ROSWELL, N.M. – Extreme athlete Felix Baumgartner made final preparations Tuesday for a death-defying, 23-mile free fall into the New Mexico desert, hoping to become the first skydiver to break the sound barrier.
Shortly before 2 p.m. Tuesday (Fort Wayne time), he called a halt to the jump.
The planned early morning launch had been delayed by high winds. But shortly before 11 a.m. MDT, the 43-year-old former military parachutist from Austria entered his capsule. Crews began the hour-long process of inflating the 55-story, ultra-thin and easy-to-tear helium balloon that was to take him into the stratosphere for the jump.
The balloon had been scheduled to launch about 7 a.m. from a field near the airport in a flat dusty town that is best known for a rumored 1947 UFO landing.
Baumgartner was to make a nearly three-hour ascent to 120,000 feet, then take a bunny-style hop from a pressurized capsule into a near-vacuum where there is barely any oxygen to begin what is expected to be the fastest, farthest free fall from the highest-ever manned balloon.
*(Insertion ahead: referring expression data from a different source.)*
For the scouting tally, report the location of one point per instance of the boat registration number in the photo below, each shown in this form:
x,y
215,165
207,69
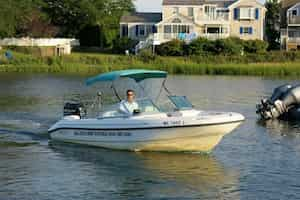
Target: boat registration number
x,y
179,122
101,133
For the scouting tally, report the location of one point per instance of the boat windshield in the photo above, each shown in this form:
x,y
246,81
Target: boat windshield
x,y
181,102
145,106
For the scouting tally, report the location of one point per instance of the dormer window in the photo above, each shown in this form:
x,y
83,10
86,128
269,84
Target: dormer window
x,y
176,10
176,21
294,12
190,11
247,13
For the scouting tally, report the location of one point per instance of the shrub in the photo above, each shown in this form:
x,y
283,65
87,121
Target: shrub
x,y
228,46
120,45
171,48
255,46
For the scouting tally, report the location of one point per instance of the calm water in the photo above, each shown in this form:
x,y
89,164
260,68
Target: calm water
x,y
257,161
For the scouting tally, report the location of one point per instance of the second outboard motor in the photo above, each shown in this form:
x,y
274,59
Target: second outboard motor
x,y
283,104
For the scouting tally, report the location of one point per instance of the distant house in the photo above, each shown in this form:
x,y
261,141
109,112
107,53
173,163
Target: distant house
x,y
290,33
46,46
189,19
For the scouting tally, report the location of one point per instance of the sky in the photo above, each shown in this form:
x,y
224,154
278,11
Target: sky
x,y
153,5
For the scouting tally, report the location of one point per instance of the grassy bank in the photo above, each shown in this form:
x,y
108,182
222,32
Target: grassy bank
x,y
271,64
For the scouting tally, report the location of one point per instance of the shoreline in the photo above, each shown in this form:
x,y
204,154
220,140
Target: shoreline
x,y
93,63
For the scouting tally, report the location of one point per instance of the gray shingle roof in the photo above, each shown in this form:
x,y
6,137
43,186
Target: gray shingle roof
x,y
141,17
224,3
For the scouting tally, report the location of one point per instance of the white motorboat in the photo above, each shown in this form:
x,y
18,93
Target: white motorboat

Baumgartner spent Monday at his hotel, mentally preparing for the dangerous feat with his parents, girlfriend and a few close friends, his team said. He had a light dinner of salmon and a salad, and then had a massage. He spent Tuesday morning resting in an Airstream trailer near the launch site.
Among the risks: Any contact with the capsule on his exit could tear the pressurized suit. A rip could expose him to a lack of oxygen and temperatures as low as 70 degrees below zero. It could cause potentially lethal bubbles to form in his bodily fluids, a condition known as “boiling blood.”
He could also have spun out of control, causing other risky problems.
Baumgartner made two practice jumps, one from 15 miles in March and another from 18 miles in July.
Jumping from more than three times the height of the average cruising altitude for jetliners, Baumgartner’s would have hit a speed of 690 mph or more before he activated his parachute at 9,500 feet above sea level, or about 5,000 above the ground in southeastern New Mexico. The total jump would have taken about 10 minutes.
His medical director is Dr. Jonathan Clark, a NASA space shuttle crew surgeon who lost his wife, Laurel Clark, in the 2003 Columbia accident. No one knows what happens to a body when it breaks the sound barrier, Clark said.